Comment 11 akay 2010-07-20 23:35:00 UTC
Hi,maybe it use the Operation System 's Language setting.
In Windows XP Chinese,it should display ok,I did not test on Windows English.

After I make a change as I posted patch,it will display ok on mupdf.
But another files will display error.So I think my change is not right.
Comment 12 szfong 2010-12-17 08:24:16 UTC
I've also encountered some files created by s22pdf V1.0 which forced me to change locale in Win7 to Chines (PRC), had to reboot in order to display properly.
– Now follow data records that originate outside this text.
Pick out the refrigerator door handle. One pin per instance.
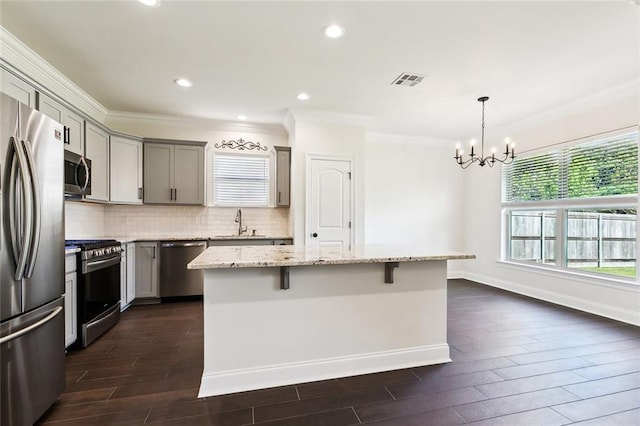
(21, 251)
(32, 327)
(86, 174)
(35, 207)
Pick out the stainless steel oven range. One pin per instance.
(98, 266)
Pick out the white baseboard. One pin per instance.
(225, 382)
(601, 309)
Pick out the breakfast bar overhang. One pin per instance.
(279, 315)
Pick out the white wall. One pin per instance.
(412, 193)
(482, 212)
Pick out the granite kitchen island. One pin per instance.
(278, 315)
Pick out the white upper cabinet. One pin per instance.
(73, 123)
(97, 150)
(173, 173)
(126, 170)
(17, 88)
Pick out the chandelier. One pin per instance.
(490, 160)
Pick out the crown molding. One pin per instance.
(406, 139)
(359, 120)
(27, 64)
(116, 117)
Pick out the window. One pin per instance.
(240, 180)
(575, 207)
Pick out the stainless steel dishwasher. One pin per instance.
(175, 278)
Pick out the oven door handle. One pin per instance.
(99, 264)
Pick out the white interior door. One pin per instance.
(329, 203)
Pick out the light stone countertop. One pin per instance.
(297, 255)
(131, 239)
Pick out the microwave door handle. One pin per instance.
(27, 212)
(86, 174)
(35, 207)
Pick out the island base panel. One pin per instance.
(333, 321)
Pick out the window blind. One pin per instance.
(240, 180)
(595, 169)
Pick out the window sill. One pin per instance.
(552, 271)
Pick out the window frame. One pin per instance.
(270, 179)
(562, 207)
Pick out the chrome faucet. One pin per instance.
(239, 222)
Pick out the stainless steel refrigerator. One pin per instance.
(31, 263)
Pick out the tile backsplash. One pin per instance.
(86, 220)
(83, 220)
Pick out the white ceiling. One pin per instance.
(253, 58)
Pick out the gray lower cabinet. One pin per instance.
(127, 275)
(250, 242)
(173, 172)
(146, 261)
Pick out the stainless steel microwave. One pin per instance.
(77, 174)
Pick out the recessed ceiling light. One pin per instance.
(333, 31)
(150, 3)
(183, 82)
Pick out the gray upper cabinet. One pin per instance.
(97, 150)
(283, 176)
(125, 170)
(173, 172)
(17, 88)
(73, 123)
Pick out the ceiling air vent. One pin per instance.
(407, 79)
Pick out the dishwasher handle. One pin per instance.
(197, 244)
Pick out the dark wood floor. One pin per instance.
(516, 361)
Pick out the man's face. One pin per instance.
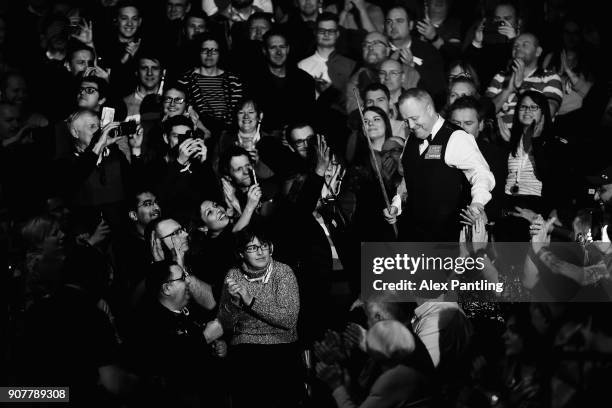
(173, 235)
(308, 7)
(419, 115)
(209, 54)
(467, 119)
(177, 287)
(374, 49)
(391, 75)
(9, 121)
(301, 139)
(505, 14)
(276, 51)
(176, 134)
(176, 9)
(85, 127)
(128, 21)
(327, 34)
(525, 47)
(214, 216)
(460, 89)
(258, 28)
(377, 98)
(147, 209)
(174, 103)
(80, 61)
(397, 25)
(88, 95)
(149, 73)
(194, 26)
(16, 91)
(239, 171)
(247, 118)
(604, 195)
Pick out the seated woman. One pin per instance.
(259, 309)
(533, 150)
(247, 135)
(211, 242)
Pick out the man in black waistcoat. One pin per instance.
(437, 160)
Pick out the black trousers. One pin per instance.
(263, 375)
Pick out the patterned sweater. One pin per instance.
(273, 318)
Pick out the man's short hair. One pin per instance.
(468, 102)
(197, 14)
(134, 201)
(178, 86)
(101, 83)
(260, 15)
(375, 86)
(128, 3)
(415, 93)
(148, 54)
(158, 274)
(228, 155)
(327, 16)
(275, 32)
(178, 120)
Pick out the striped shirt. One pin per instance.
(521, 172)
(214, 96)
(546, 82)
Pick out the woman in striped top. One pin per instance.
(213, 92)
(528, 162)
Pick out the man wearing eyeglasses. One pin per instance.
(149, 76)
(329, 69)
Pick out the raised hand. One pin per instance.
(253, 196)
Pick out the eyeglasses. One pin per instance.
(182, 278)
(89, 90)
(147, 203)
(375, 119)
(176, 232)
(210, 51)
(177, 101)
(373, 44)
(322, 31)
(254, 248)
(390, 74)
(530, 108)
(303, 142)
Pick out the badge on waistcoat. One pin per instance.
(434, 152)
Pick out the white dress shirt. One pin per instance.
(463, 153)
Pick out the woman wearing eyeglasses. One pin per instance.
(259, 309)
(533, 152)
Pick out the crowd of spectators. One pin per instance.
(185, 186)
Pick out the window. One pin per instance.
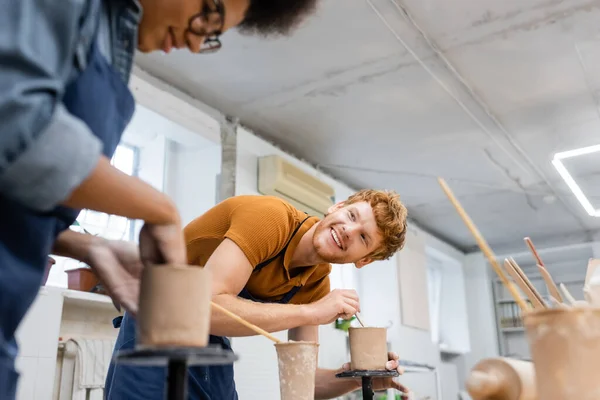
(113, 226)
(126, 159)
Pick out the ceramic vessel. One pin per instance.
(368, 348)
(502, 379)
(565, 349)
(297, 363)
(174, 308)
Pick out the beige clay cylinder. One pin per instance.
(174, 307)
(368, 348)
(297, 369)
(502, 379)
(565, 349)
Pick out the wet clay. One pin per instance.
(565, 349)
(368, 348)
(174, 307)
(502, 379)
(297, 369)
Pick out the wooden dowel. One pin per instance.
(567, 294)
(244, 322)
(360, 320)
(533, 289)
(552, 288)
(537, 303)
(485, 248)
(537, 257)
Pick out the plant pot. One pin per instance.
(49, 264)
(175, 306)
(297, 362)
(368, 348)
(85, 280)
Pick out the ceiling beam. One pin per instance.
(501, 136)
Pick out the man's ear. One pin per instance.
(335, 207)
(362, 262)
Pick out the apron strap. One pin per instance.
(282, 252)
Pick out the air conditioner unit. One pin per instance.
(278, 177)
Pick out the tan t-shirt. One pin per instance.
(261, 226)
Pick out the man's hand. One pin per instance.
(339, 303)
(162, 244)
(118, 265)
(387, 383)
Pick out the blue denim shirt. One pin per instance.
(45, 152)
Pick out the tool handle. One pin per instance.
(242, 321)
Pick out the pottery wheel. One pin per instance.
(367, 379)
(177, 360)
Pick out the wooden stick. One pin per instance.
(522, 285)
(567, 294)
(244, 322)
(533, 289)
(593, 263)
(485, 248)
(360, 320)
(534, 251)
(552, 288)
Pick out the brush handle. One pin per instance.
(485, 248)
(242, 321)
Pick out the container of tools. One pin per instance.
(565, 349)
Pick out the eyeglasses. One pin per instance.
(209, 18)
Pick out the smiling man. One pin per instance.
(270, 264)
(64, 104)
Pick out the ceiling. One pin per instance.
(394, 93)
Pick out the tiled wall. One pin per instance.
(56, 313)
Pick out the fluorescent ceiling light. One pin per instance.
(569, 179)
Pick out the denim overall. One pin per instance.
(215, 382)
(98, 96)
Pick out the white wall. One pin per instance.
(191, 178)
(480, 307)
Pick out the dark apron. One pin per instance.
(215, 382)
(100, 97)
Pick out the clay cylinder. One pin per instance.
(174, 308)
(565, 349)
(297, 369)
(368, 348)
(502, 379)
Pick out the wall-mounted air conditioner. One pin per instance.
(278, 177)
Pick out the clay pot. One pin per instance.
(502, 379)
(297, 369)
(84, 279)
(174, 308)
(368, 348)
(565, 348)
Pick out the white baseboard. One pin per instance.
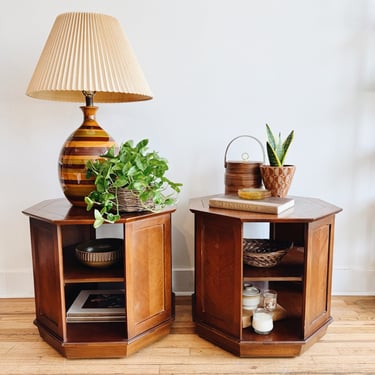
(183, 281)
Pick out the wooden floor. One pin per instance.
(347, 348)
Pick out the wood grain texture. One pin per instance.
(347, 348)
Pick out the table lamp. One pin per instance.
(87, 56)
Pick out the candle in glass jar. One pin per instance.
(262, 321)
(250, 298)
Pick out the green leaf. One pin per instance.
(272, 156)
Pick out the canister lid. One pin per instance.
(251, 291)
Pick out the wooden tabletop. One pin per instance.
(304, 210)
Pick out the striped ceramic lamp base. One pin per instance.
(86, 143)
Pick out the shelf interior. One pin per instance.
(76, 272)
(99, 332)
(291, 268)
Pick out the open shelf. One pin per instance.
(76, 272)
(289, 329)
(88, 332)
(291, 268)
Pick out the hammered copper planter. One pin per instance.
(277, 179)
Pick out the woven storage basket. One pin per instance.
(264, 253)
(128, 200)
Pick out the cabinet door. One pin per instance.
(46, 253)
(218, 269)
(147, 273)
(318, 270)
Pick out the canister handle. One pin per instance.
(247, 136)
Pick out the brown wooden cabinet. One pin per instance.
(144, 275)
(302, 279)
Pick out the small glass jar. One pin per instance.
(250, 298)
(262, 321)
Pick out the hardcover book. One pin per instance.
(97, 306)
(271, 205)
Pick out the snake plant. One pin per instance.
(276, 148)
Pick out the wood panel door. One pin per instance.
(318, 270)
(48, 283)
(148, 273)
(219, 273)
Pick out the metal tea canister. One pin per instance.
(242, 173)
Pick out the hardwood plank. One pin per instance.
(347, 348)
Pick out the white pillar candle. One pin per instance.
(262, 321)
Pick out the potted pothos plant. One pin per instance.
(277, 176)
(130, 179)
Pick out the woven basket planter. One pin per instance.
(264, 253)
(129, 201)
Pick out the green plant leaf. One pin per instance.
(272, 156)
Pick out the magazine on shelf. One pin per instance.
(97, 306)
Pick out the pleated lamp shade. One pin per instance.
(87, 56)
(88, 52)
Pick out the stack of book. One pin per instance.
(269, 205)
(97, 306)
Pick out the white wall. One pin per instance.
(218, 69)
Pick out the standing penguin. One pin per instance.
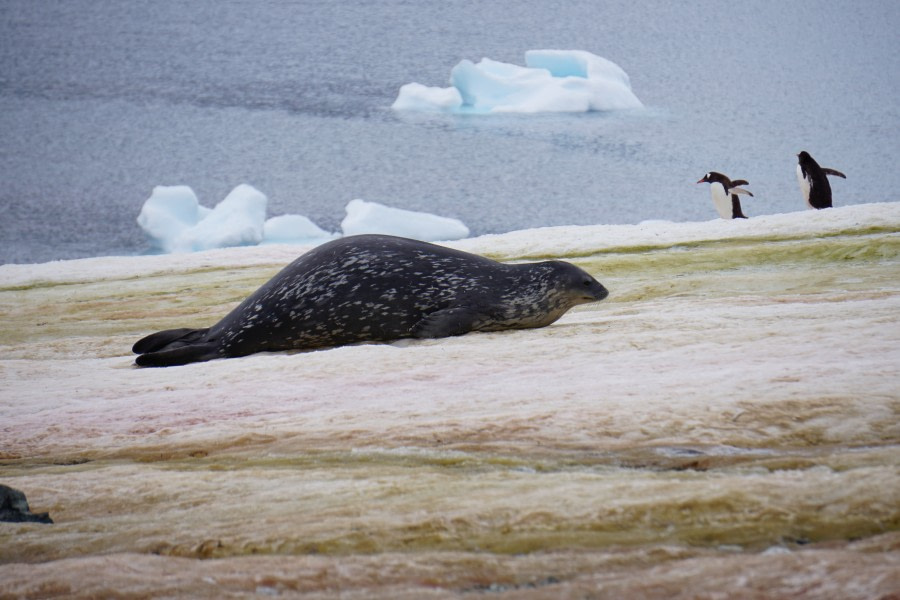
(813, 181)
(724, 194)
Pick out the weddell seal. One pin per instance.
(378, 288)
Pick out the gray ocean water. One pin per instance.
(100, 101)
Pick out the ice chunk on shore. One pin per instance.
(551, 81)
(372, 217)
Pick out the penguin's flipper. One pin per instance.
(737, 190)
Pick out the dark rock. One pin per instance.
(14, 508)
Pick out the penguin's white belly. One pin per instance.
(805, 186)
(721, 200)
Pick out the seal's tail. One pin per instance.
(174, 347)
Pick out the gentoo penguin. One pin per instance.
(813, 181)
(724, 194)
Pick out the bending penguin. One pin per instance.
(814, 181)
(724, 193)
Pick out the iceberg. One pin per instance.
(294, 229)
(372, 217)
(176, 222)
(551, 81)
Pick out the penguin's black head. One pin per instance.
(713, 177)
(804, 158)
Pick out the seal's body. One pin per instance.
(379, 288)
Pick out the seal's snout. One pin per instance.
(593, 290)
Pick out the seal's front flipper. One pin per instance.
(446, 322)
(161, 339)
(180, 355)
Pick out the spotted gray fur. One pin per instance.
(379, 288)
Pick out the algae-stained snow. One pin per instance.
(727, 419)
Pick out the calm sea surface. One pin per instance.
(102, 100)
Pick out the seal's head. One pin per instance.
(574, 285)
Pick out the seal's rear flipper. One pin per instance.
(161, 339)
(180, 355)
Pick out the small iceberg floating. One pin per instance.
(551, 81)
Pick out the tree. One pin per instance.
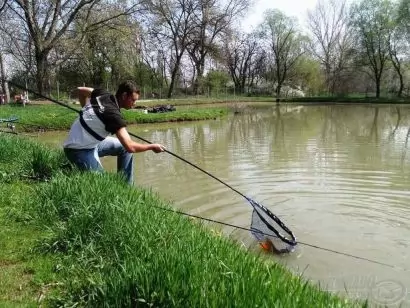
(332, 42)
(285, 43)
(3, 79)
(241, 52)
(211, 19)
(49, 23)
(171, 23)
(371, 21)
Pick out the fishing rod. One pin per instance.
(219, 222)
(299, 242)
(262, 218)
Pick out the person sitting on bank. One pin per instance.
(100, 116)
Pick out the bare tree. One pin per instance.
(372, 23)
(211, 19)
(3, 79)
(49, 23)
(240, 51)
(171, 23)
(2, 5)
(285, 44)
(332, 42)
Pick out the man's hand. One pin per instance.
(157, 148)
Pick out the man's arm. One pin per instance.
(83, 94)
(134, 147)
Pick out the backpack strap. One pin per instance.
(88, 129)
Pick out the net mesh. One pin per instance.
(271, 233)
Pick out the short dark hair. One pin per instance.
(128, 87)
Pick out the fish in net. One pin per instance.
(271, 233)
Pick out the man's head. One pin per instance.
(127, 94)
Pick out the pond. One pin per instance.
(338, 176)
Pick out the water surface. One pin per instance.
(338, 176)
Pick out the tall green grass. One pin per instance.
(54, 117)
(114, 245)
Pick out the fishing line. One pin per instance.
(253, 203)
(299, 242)
(263, 220)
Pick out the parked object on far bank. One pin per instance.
(161, 109)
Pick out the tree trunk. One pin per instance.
(41, 75)
(378, 88)
(4, 84)
(400, 92)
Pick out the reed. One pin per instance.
(113, 245)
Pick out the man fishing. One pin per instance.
(100, 116)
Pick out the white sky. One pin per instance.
(296, 8)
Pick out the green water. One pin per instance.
(338, 176)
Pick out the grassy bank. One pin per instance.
(86, 239)
(55, 117)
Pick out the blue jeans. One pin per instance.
(89, 159)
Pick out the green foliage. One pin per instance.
(216, 80)
(114, 245)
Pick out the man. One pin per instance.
(100, 116)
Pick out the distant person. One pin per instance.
(100, 116)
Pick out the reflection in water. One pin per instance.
(338, 176)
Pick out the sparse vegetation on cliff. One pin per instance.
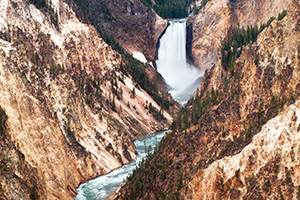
(3, 119)
(169, 8)
(238, 38)
(46, 7)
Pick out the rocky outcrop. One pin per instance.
(71, 112)
(136, 27)
(211, 25)
(237, 138)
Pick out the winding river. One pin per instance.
(104, 186)
(182, 79)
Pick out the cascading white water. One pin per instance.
(182, 78)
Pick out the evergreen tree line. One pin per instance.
(238, 38)
(169, 8)
(130, 65)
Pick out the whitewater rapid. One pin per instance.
(182, 78)
(104, 186)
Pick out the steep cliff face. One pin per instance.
(136, 27)
(210, 26)
(237, 139)
(71, 113)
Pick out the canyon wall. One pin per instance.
(237, 139)
(210, 26)
(136, 27)
(72, 114)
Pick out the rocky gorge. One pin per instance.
(237, 138)
(73, 100)
(69, 111)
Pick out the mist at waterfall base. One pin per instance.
(104, 186)
(182, 78)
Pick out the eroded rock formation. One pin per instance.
(72, 114)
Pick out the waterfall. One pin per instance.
(182, 78)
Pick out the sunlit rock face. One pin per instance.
(136, 27)
(56, 89)
(210, 26)
(246, 144)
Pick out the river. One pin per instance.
(182, 78)
(104, 186)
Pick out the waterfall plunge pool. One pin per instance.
(104, 186)
(182, 78)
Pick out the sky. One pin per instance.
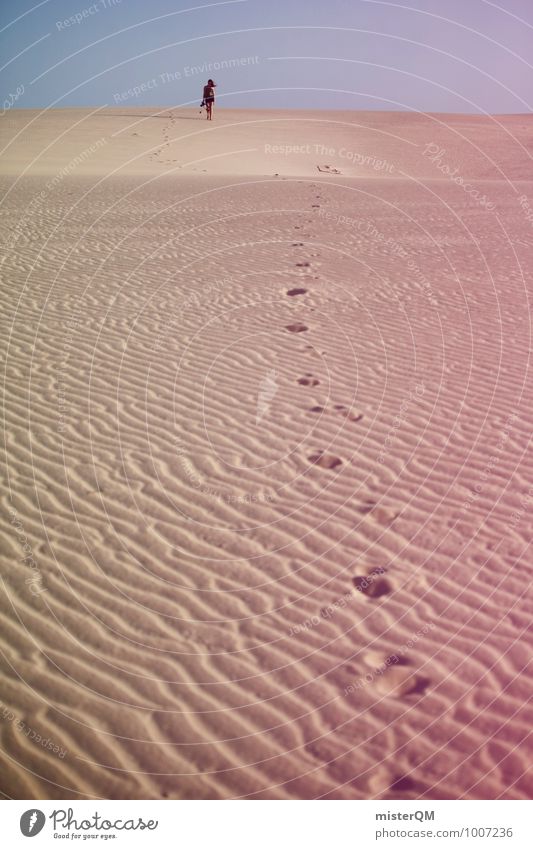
(470, 56)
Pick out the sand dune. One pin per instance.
(267, 496)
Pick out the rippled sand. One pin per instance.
(267, 499)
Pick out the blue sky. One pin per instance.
(340, 54)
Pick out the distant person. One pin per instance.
(209, 98)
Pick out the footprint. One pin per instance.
(344, 411)
(385, 782)
(371, 586)
(325, 461)
(296, 328)
(381, 514)
(399, 681)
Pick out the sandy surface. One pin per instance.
(267, 488)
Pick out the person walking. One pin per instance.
(209, 98)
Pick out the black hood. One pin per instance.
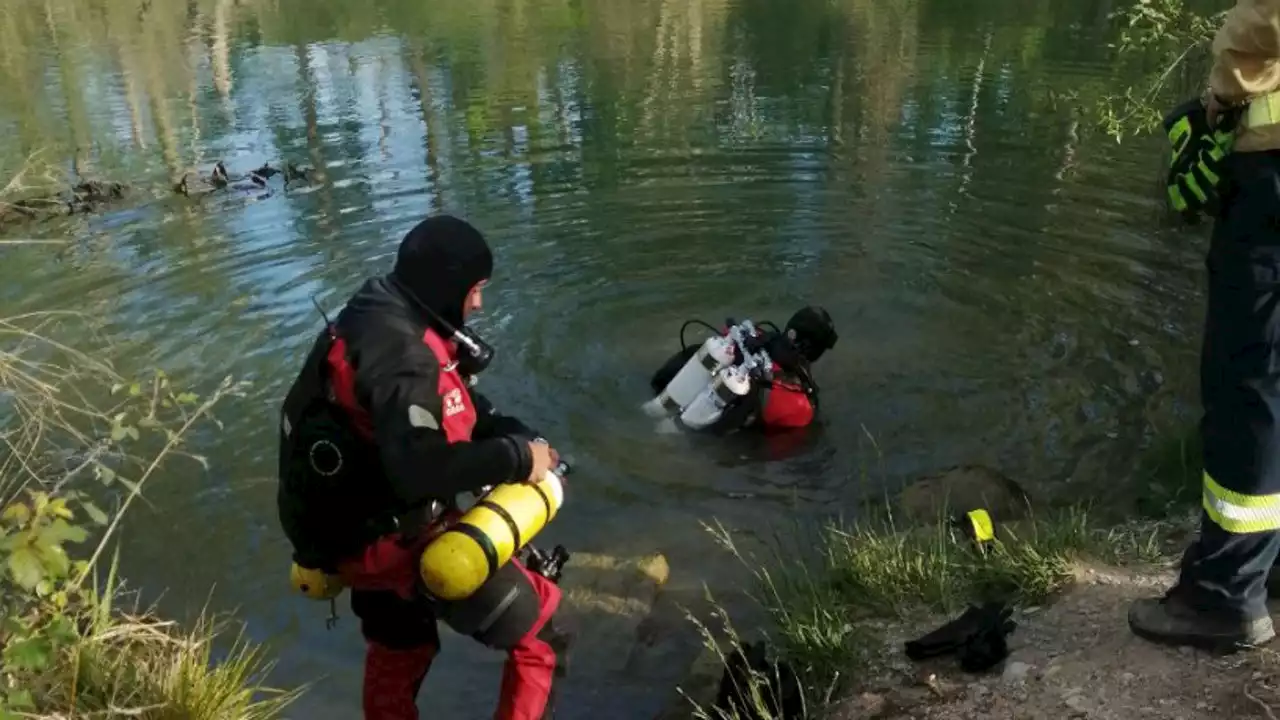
(813, 332)
(439, 261)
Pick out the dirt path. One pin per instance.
(1078, 659)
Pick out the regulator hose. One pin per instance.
(684, 345)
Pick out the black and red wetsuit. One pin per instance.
(787, 401)
(384, 383)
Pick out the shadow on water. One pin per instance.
(999, 291)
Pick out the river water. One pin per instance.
(996, 276)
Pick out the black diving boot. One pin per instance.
(1170, 620)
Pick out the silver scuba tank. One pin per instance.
(711, 358)
(730, 386)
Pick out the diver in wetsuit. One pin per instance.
(745, 376)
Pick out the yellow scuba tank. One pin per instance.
(462, 557)
(315, 584)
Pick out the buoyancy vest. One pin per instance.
(334, 493)
(784, 404)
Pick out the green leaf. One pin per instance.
(55, 559)
(28, 654)
(26, 569)
(95, 513)
(19, 700)
(17, 514)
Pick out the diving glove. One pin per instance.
(977, 637)
(1196, 163)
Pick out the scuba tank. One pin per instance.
(314, 583)
(499, 524)
(730, 386)
(700, 369)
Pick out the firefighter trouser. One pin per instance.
(402, 639)
(1225, 569)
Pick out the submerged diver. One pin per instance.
(745, 376)
(387, 390)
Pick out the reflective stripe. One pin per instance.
(1239, 513)
(1264, 110)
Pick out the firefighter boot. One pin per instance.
(1170, 620)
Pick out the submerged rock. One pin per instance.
(960, 490)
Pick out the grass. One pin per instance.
(836, 592)
(76, 433)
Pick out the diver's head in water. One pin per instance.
(444, 264)
(812, 332)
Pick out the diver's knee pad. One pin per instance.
(499, 614)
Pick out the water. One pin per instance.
(1000, 288)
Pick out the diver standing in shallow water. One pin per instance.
(745, 377)
(380, 433)
(1226, 162)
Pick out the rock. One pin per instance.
(1016, 671)
(607, 607)
(963, 488)
(862, 707)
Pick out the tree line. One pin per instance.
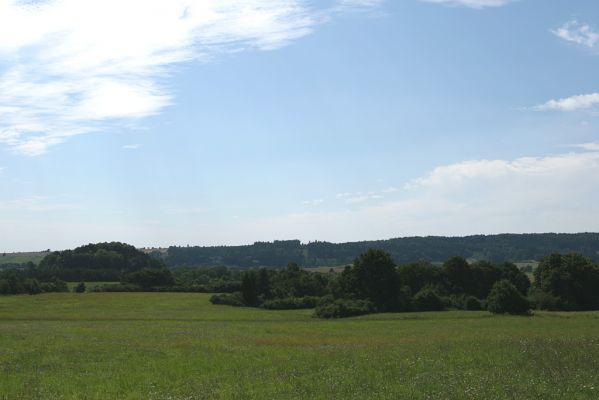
(375, 283)
(494, 248)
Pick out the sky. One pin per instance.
(212, 122)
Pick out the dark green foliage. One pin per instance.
(57, 286)
(32, 286)
(546, 301)
(373, 277)
(428, 300)
(229, 299)
(506, 299)
(458, 273)
(572, 279)
(292, 303)
(494, 248)
(149, 277)
(249, 288)
(96, 262)
(342, 308)
(511, 272)
(420, 274)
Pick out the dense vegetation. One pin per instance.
(493, 248)
(104, 346)
(96, 262)
(116, 267)
(375, 284)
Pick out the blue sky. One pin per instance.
(227, 122)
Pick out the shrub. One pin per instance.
(56, 286)
(80, 288)
(291, 303)
(506, 299)
(428, 300)
(546, 301)
(32, 286)
(344, 308)
(150, 277)
(229, 299)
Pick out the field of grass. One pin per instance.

Rather than creating a "patch" for Ghostscript, I'm wondering what a set of command can I issue in which will add the proper encoding/cmap mentioned by "akay" and allow us to substitute a different font in place, if applicable. 

A batch file which issues a Ghostscript filter, bad.pdf --> font_substitute.ps --> encoded_cmapped.ps --> GOOD.PDF would solve all our issues concerning buggy PDF created by s22pdf V1.0.  That way the new PDF would once again be portable and viewable by all.
Comment 13 Tor Andersson 2010-12-17 14:40:46 UTC
The files generated by s22pdf are broken and violate the spec.
Adobe renders this file differently depending on locale.
It only works as expected with a chinese locale.

Locale dependent behavior is not a route we're willing to go with MuPDF.
I cannot see a reasonable workaround for this that will work in all
instances, without breaking any other files.

My suggestion is if you have an s22pdf file: open it in chinese
windows and "print to pdf" to redistill and create a non-broken file.